Mas não havia verdadeira esperança. Heitor era um simples mortal, filho do amor de um homem e de uma mulher. Já Aquiles era filho de Peleu e da deusa Tétis, cujo casamento acabara causando a confusão que levara à guerra. Heitor não tinha a menor chance. Para piorar, Aquiles está sob a proteção de Palas Atena, a deusa guerreira. Heitor é morto enquanto das muralhas seu pai, sua mulher e seu filhinho assistem horrorizados. Sua morte significava a derrota de Tróia, a destruição da cidade, a escravização das mulheres e crianças.

Aquiles retira a armadura de Heitor e arrasta o corpo do inimigo troiano por duas vezes em torno das muralhas. No acampamento, Aquiles chama um a um os guerreiros gregos pedindo a eles que perfurassem o corpo de Heitor com suas lanças e espadas. Zeus, todavia, não permite que o corpo de Heitor seja ultrajado daquela forma e faz as feridas fecharem assim que são abertas, preservando a beleza do troiano.

É aí que ocorre algo inesperado. Príamo, pai de Heitor, rei de Tróia e um senhor de idade, toma uma decisão temerária, praticamente suicida. Vai até o acampamento grego pedir o corpo do seu filho para poder prestar-lhe as homenagens devidas a um herói. Seria loucura, mas ele recebera a visita de Íris, mensageira dos deuses, que lhe ordenara a missão. E recebe a confirmação de Zeus, que lhe envia uma águia pela direita, o que era de bom augúrio. Ele parte à noite, acompanhado apenas de um velho arauto, ou seja, de um mensageiro. O deus Hermes, a pedido de Zeus, auxilia o soberano, tornando-o invisível para os gregos.

O velho soberano, ajoelhado, suplicando, abraça os joelhos de Aquiles, e beija as mãos que haviam assassinado seu filho. Oferece um resgate pelo corpo de Heitor. Lembra a Aquiles que o pai dele também era idoso e haveria de estar cheio de angústia a pensar no filho que viera a Tróia. Aquiles se emociona e chora. Príamo chora também. Aquiles chora por seu pai e por ele próprio, cujo destino já estava selado: seria para sempre lembrado, mas não iria escapar da morte.

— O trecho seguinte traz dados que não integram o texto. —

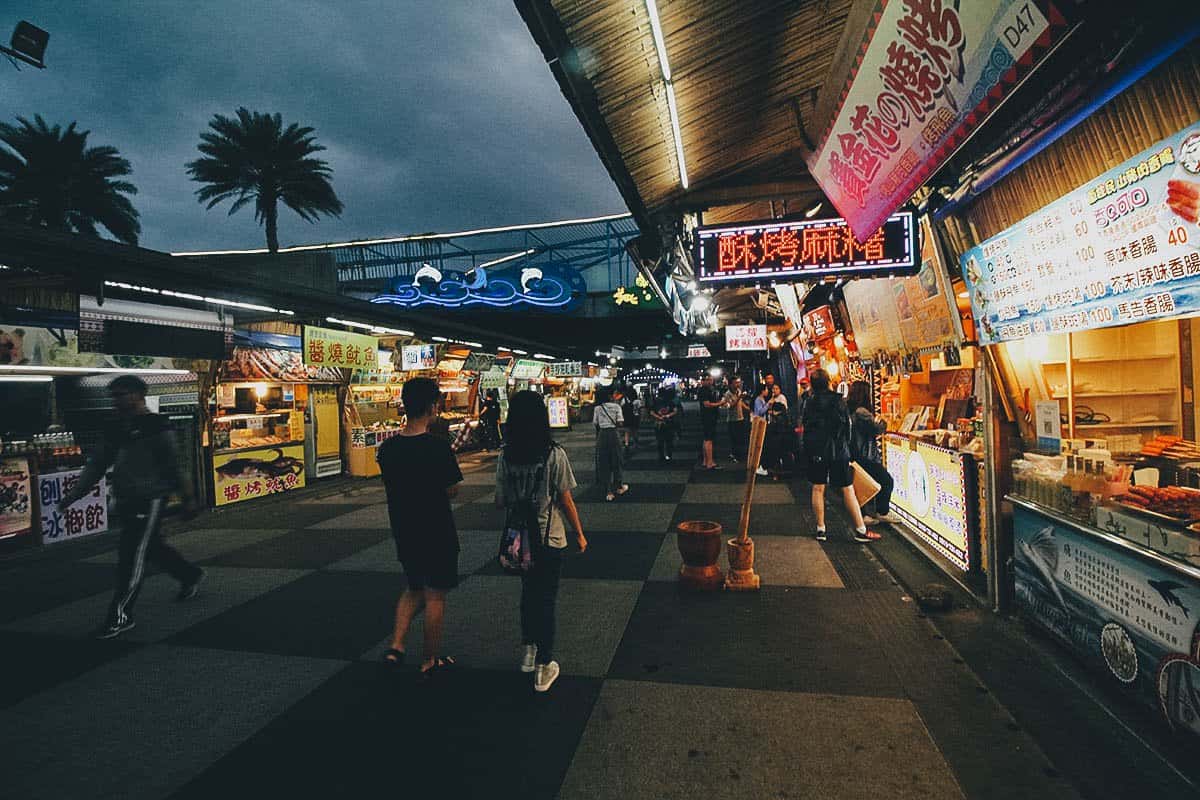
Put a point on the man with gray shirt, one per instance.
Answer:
(139, 450)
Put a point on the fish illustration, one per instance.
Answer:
(1167, 589)
(1042, 552)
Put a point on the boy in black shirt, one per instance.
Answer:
(420, 475)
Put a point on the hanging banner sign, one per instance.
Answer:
(85, 516)
(745, 337)
(1122, 248)
(329, 348)
(755, 252)
(928, 74)
(418, 356)
(565, 370)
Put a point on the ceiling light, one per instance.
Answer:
(669, 83)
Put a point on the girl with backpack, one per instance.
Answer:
(827, 447)
(534, 483)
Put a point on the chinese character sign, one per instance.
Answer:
(246, 475)
(328, 348)
(754, 252)
(930, 72)
(1122, 248)
(745, 337)
(85, 516)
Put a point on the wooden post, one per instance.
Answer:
(741, 549)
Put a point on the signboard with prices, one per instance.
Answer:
(1128, 614)
(250, 474)
(557, 408)
(329, 348)
(418, 356)
(85, 516)
(1122, 248)
(745, 337)
(754, 252)
(928, 74)
(16, 497)
(931, 494)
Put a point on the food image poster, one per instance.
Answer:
(1121, 248)
(1127, 618)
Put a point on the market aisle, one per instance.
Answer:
(826, 684)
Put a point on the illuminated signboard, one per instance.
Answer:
(931, 494)
(771, 251)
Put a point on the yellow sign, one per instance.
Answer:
(931, 494)
(328, 348)
(251, 474)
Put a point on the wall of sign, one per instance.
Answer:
(1129, 618)
(745, 337)
(1122, 248)
(756, 252)
(85, 516)
(250, 474)
(931, 494)
(929, 74)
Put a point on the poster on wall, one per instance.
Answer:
(931, 495)
(1122, 248)
(85, 516)
(1127, 617)
(16, 498)
(250, 474)
(929, 73)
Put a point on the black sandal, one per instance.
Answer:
(441, 665)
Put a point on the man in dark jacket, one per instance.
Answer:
(142, 455)
(827, 447)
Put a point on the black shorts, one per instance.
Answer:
(834, 473)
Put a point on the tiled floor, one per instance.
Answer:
(268, 684)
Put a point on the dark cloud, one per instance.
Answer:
(436, 115)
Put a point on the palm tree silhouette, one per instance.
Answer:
(253, 157)
(51, 178)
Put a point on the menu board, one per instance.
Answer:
(931, 494)
(1122, 248)
(85, 516)
(557, 408)
(16, 497)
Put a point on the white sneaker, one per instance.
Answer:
(545, 677)
(528, 659)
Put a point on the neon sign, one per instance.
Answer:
(544, 287)
(754, 252)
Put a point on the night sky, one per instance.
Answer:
(437, 116)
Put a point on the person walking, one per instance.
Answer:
(709, 410)
(827, 446)
(665, 415)
(532, 465)
(864, 449)
(421, 475)
(738, 408)
(139, 449)
(609, 453)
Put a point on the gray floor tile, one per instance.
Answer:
(207, 542)
(779, 560)
(483, 624)
(753, 744)
(144, 725)
(156, 613)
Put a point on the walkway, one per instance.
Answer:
(826, 684)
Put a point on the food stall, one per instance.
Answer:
(1087, 310)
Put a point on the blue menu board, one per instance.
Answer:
(1122, 248)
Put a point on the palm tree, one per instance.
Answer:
(253, 157)
(51, 178)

Príamo chora por Heitor. Ambos, na verdade, choram pelos comedores da pão que somos nós, por nosso destino inevitável, pela fragilidade da vida.

Agora, ao invés do horror da guerra, temos os funerais de Heitor, reconhecido como um verdadeiro herói. Ou seja, há um raro momento de trégua entre gregos e troianos, um raro momento de paz. Uma paz que é proporcionada pelo reconhecimento mútuo da humanidade de gregos e troianos. Porque gregos e troianos sabiam que a paz não vem na ponta da lança, a paz vem com o respeito e o reconhecimento da humanidade do outro.